Szpiro's conjecture for elliptic curves over number fields is known to imply the famous abc-conjecture, whose validity in turn yields a large number of other deep results such as Fermat's Last Theorem, Mordell's Conjecture (Falting's theorem), or Roth's theorem about Diophantine approximation of algebraic numbers. Szpiro's conjecture in the arithmetic set-up has an analogue in complex geometry, relating the number of critical points and the number of singular fibres of a non-trivial semistable family of elliptic curves over some base curve (or more generally, curves of higher genus, due to A. Beauville); Szpiro's inequality also has an analogue in symplectic geometry established by Amoros, Bogomolov, Katzarkov, Pantev, whose proof is essentially a topological/group-theoretic argument involving the mapping class group of a torus with one hole.
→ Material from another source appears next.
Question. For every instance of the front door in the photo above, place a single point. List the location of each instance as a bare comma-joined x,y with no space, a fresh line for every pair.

Homological Mirror Symmetry is a principle/yoga having its origin in mathematical physics, whose consequences mathematicians have only started fully to exploit and understand. In particular, it relates symplectic geometry and complex geometry in completely unexpected ways. For example, graded symplectic automorphisms of a torus can be related to autoequivalences of the derived category of coherent sheaves on the mirror elliptic curve, and Dehn twists are seen to correspond to so-called spherical twists. One can then seek to mimic parts of the proof by Amoros, Bogomolov, Katzarkov, Pantev working with derived autoequivalences and using changes in Bridgeland phase as a substitute for the notion of displacement angle in the symplectic situation.

It is reasonable to hope that such an argument will still make sense for arithmetic elliptic fibrations and can lead to a proof of Szpiro's conjecture. The goal of the project is to establish foundations and a framework in which Bridgeland stability conditions can be made sense of in arithmetic/Arakelov geometry and in which the programme inspired by Homological Mirror Symmetry outlined above can be carried through. This will also ultimately involve techniques from p-adic geometry and Berkovich spaces.